Authenticity is a dangerous word to throw around. When the chef is not Thai and the reviewer also, not Thai, it seems fanciful to bill Pok Pok’s food ‘authentic Thai’. Most Thai dishes, as chef and owner Andy Ricker is keen to point out, have shapeshifted in tune with the arrival of migrants to Bangkok from China, India, Laos and beyond. They bring new ingredients, tastes, cooking techniques and perspectives, and the food adapts accordingly. Hell, Pok Pok even has Chinese and Vietnamese dishes on the menu. It bears repeating – authenticity is a dangerous word.
With that big Thai elephant in the room tamed, we can say from a position of fandom rather than authority that Pok Pok is up there with the best Thai food, scrap that, any food, we’ve had outside of Thailand, and better than some of the best we’ve had there too.
It’s that fricking good.
Andy Ricker cooks Thai food in a thoroughly researched and practiced style, and with the reverence it deserves. The chef has travelled and immersed himself extensively in the country and it shows. His intentions were simple – a desire to eat the food he had fallen in love with in Thailand, as opposed to the Westernised, luminous curries so often found in the States. Pok Pok (named after the onomatopoeic, rhythmic drum of the pestle and mortar) is his homage to the country’s wonderful, diverse cuisine. We’re so glad he came back.
Pok Pok is located close to Brooklyn’s waterfront and a short stroll from Brooklyn park. The restaurant is as unassuming as it comes from the outside and looks like any regular neighbourhood joint.
We stopped by for lunch and, owing to its no reservation policy and huge popularity, a queue had formed. There was palpable excitement as a miasma of lemongrass and spice engulfed the block. Once inside, there is a casual atmosphere full of good cheer, with large sharing tables staying true to the family style dining practiced by the Thais. Out back is a garden, with colourful plastic table cloths reminiscent of the food and beer places much beloved of Bangkok locals. On this particular day al fresco dining meant catching the New York summer sun at its sweetest, with a cursory check of google revealing it was hotter here than in Bangkok. Cold beers were ordered with haste (as if we needed an excuse).

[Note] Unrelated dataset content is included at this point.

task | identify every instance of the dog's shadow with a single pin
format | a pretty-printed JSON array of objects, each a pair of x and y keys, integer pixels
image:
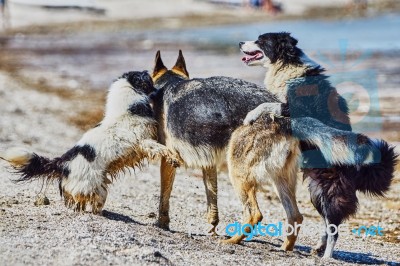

When the complimentary peanuts arrived, fragrant with kaffir lime and hot with chili, the attention to detail boded very well indeed. With the desire to settle into a leisurely afternoon of ice cold beer, sunshine and sharing – both of anecdotes and dishes – we opted for a family style order, as per the instructions of both menu and waiter. This loosely means the ordering of a curry or soup or both, a salad, a nam phrik (a spicy dip), some vegetables and the most essential element, sticky rice. It’s the perfect way to luxuriate in the food and company. As most Thai food translates better at Bangkok room temperature, there is no onus on rushing. Quite the opposite, a laid back pace is positively encouraged.
After the obligatory ‘can you do spicy?’, we are steered toward a sour soup, fragrant and assertive, with fat, just cooked clams. It was superb, supremely spicy, on the edge of too much but not quite. As always, sticky rice soothed and smoothed out the rough edges, A Northern rendition of papaya salad, utilising the salt and crunch of both peanuts and baby shrimp, was as good a version as we’ve ever tried – again, hot enough to clear the pores and have the lips tingling, but in the best way possible. The Nahm Phrik sat proudly in the middle of a plate of cold and cleansing green vegetables, and with each scoop of depth and complexity made its case as the greatest dish the wider population are largely unaware of. It comes with a side of pork scratchings, for Christ’s sake! Then, if they hadn’t already, things got religious.
Some dishes stop you in your tracks. They bring you out in goosebumps. They cause you to meet your partner’s equally wide eyes and stutter for superlatives. Whilst preoccupied with all the other wonders on offer, our Kaeng Hung Leh sat patiently, cooling to the lukewarm at which it truly sings hallelujah. Chunks of pork belly and shoulder so tender and fatty, pickled ginger and garlic, and an alluring sweetness, Pok Pok’s rendition of this famous Chiang Mai / Burmese curry is the real deal. It’s one we’re still talking about. Also, it goes without saying that Pok Pok’s famous Vietnamese Fish Sauce Wings are a must order. To finish a delicious dish of glutinous Mango Sticky Rice is obligatory.
There are ice-cold, craft beers on draught, and also some bottles on import from South East Asia, such as the ever reliable Beer Lao. If in abstinence, Thai tea serves the same purpose as the beers – delicious and soothing in equal measure.
Andy Ricker has carved himself a reputation as one of the finest cookers of Thai food outside of the country, and with good reason. His approach is meticulous and respectful, a style which stays as true to the original ingredients and cooking methods as he can. With magnificent results. Pok Pok puts Thai food on a pedestal – right where it belongs.